France and Germany yesterday marked 50 years since a landmark treaty sealed their post-World War II reconciliation with a day of pomp, symbolism and celebration while papering over their differences.
French President Francois Hollande traveled to the snowy German capital to join German Chancellor Angela Merkel to fete the Elysee Treaty, inked in 1963, which heralded a new era of friendship between the former foes.
Eighteen years after the end of World War II, then-French president Charles de Gaulle and then-West German chancellor Konrad Adenauer on Jan. 22 formalized the cooperation that has since been a building block of European unity.
Photo: AFP
However, the half-century milestone comes amid strains in the Franco-German partnership and as the EU faces testing times over the eurozone debt crisis, and euroskepticism in Britain.

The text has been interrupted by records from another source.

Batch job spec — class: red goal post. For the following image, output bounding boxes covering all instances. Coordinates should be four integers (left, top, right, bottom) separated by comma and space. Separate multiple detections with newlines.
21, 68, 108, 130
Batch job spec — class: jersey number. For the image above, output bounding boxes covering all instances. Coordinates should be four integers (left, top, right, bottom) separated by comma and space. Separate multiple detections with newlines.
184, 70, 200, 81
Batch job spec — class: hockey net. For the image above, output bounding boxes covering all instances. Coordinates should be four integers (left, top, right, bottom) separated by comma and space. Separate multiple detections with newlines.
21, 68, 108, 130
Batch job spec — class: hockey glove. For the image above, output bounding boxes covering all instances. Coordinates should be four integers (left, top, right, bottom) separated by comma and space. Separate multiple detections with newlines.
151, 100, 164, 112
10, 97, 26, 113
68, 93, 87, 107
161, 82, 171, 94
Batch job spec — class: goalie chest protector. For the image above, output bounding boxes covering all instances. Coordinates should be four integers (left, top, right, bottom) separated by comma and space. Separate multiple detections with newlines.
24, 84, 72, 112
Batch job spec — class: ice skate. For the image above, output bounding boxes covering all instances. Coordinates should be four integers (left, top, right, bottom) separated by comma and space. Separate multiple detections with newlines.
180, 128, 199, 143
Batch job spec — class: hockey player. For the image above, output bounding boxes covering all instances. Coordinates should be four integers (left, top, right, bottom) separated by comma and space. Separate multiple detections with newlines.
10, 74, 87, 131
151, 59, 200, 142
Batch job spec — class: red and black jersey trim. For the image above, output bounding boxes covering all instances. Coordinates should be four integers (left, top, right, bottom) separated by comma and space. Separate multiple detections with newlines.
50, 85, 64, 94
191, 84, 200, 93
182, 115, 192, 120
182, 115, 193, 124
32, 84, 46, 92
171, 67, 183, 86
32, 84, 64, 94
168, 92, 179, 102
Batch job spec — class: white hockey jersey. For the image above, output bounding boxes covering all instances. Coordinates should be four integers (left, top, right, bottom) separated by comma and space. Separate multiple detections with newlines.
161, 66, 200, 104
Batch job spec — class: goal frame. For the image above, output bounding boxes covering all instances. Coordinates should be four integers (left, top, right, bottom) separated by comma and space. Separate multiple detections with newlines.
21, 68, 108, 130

France and Germany’s foreign ministers jointly insisted in a German newspaper that Europe was “not the problem, but it must be the solution” and urged a modernization of the “European reflex” of former generations.
“We want to counter the danger of an erosion within the EU,” French Foreign Minister Laurent Fabius and German Foreign Minister Guido Westerwelle wrote in the Frankfurter Allgemeine Zeitung daily.
“The drift towards populism and nationalism has grown alarmingly in the course of the European debt crisis. We are making a stand with a German-French commitment to Europe,” they added.
Launching a hectic lineup of events, Merkel joined Hollande at the French embassy in Berlin for a meeting with figures from both countries’ cultural scenes.
“I am a child of this friendship [between France and Germany] ... my first car was a 2CV and I studied in Paris,” German film director Wim Wenders said on arrival, referring to an old Citroen model.
“There’s a certain indifference [today], but that doesn’t surprise me after 50 years of marriage,” he added.
The Artist director Michel Hazanavicius was among the French representatives.
A joint session of both countries’ Cabinets took place later in the day, while French lawmakers traveled to Berlin to join their Bundestag counterparts for a debate in the Reichstag.
The day was to wrap up with a concert at the Berlin Philharmonic hall, including music by Beethoven and French composer Camille Saint-Saens.
Shortly after Hollande arrived in Berlin, he and Merkel sought to present a unified front during a televized debate with about 200 German and French youth, despite tensions from the euro crisis which has propelled Berlin into Europe’s driving seat.